Someone who is ill but whose life is not in danger may take vitamins and medications in tablet or liquid form, and poor tasting chewables and liquids, even if they are known to contain non-Kosher ingredients, if no Kosher alternatives are readily available. Examples of this would be someone taking these items for a difficult pregnancy, arthritis, migraines, mild depression, and a child who is in discomfort.

Someone who is healthy but is taking vitamins and nutritional upplements as a preventive should make sure only to consume these items with Kosher supervision, or if you personally can ascertain that all ingredients, active and inactive, that make up more than 1/60th of the vitamin, are Kosher. If you can make this determination, even if you don’t know whether or not the equipment used to produce them was properly Kashered, they may still be consumed.

Adar II 5760 – Borei Nefashos

15 Adar I 5760

L’chvod HaRav:

I am currently attending Stern College. Sometimes I sit down in the cafeteria for lunch, and I finish everything but my drink. If my entire meal was shehakol, can I take the drink with me upstairs to class (in the same building), and continue drinking it without making a new bracha, and then when I’m done with that make a boreh nefashos on my entire meal?


Thank you very much for your question. Believe it or not, your simple, seemingly innocuous question about an everyday situation, is actually one of the most difficult topics in Hilchos Berachos. It is the subject of a Machlokes in the Gemara (Pesachim 101b), is argued about by the Rambam and the Rosh, and is discussed at length in the Shulchan Oruch, Orach Chaim 178. The Mishna Berura gives an elaborate introduction to these Halachos there, and it isn’t difficult to understand his conclusion that according to all opinions it is preferable not to place yourself in this situation, and to complete your meal in one place.

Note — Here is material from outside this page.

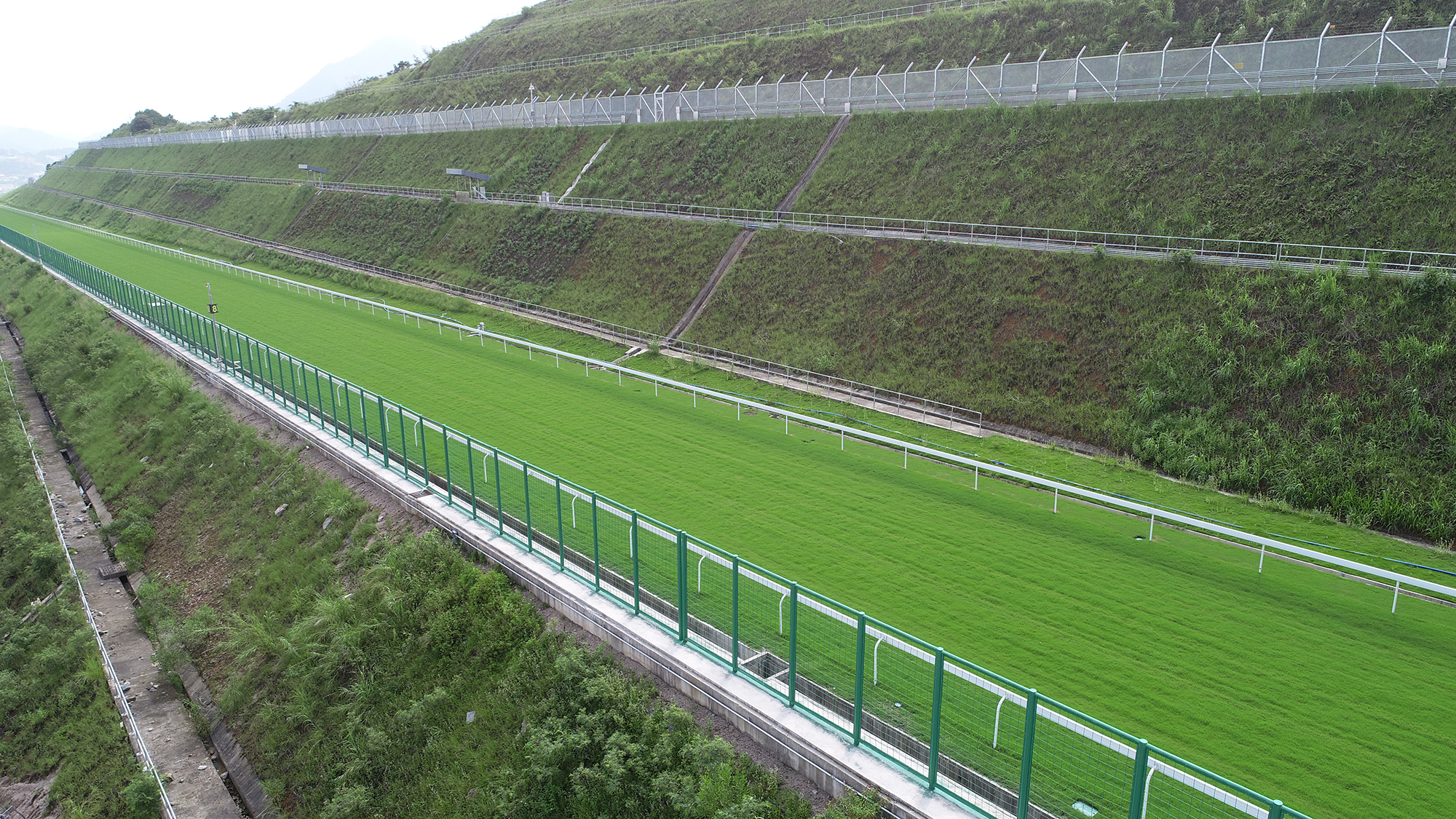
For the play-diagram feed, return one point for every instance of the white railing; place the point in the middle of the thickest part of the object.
(1413, 58)
(113, 678)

Although the Halacha is that if someone was eating bread or Mezonos in one place and they intended to move to another room at the time of the Beracha and conclude eating there, they need not make a second Beracha Rishona, there is disagreement whether or not this also applies if you are only eating foods upon which you make a Borei Nefashos. The reason why this would be different is because there is another Halacha that Borei Nefashos need not be recited where the food was eaten. The Birchas HaMazon and Al HaMichya must be recited where you have eaten. Consequently, if someone leaves the room after eating bread or Mezonos, this does not signify the end of the meal, since he is certainly planning on returning or continuing eating elsewhere, so that he may recite Birchas HaMazon or Al HaMichya properly. His actions, not just his intention, do not indicate that the meal is over. Regarding a meal whose concluding Beracha will be Borei Nefashos, however, when the person exits the room that he is in, his exit is an indication that the meal is over, since he can make a Borei Nefashos elsewhere without eating. The conclusion of the Rema and the Mishna Berura there is that when eating such a meal (of only Borei Nefashos foods) and switching rooms, another Beracha should be recited on the food that you wish to continue eating, and Borei Nefashos should be recited after you have finished eating everything, even if this was you original intention at the time that you made the Beracha Rishona.

I hope that this is helpful and not too confusing!!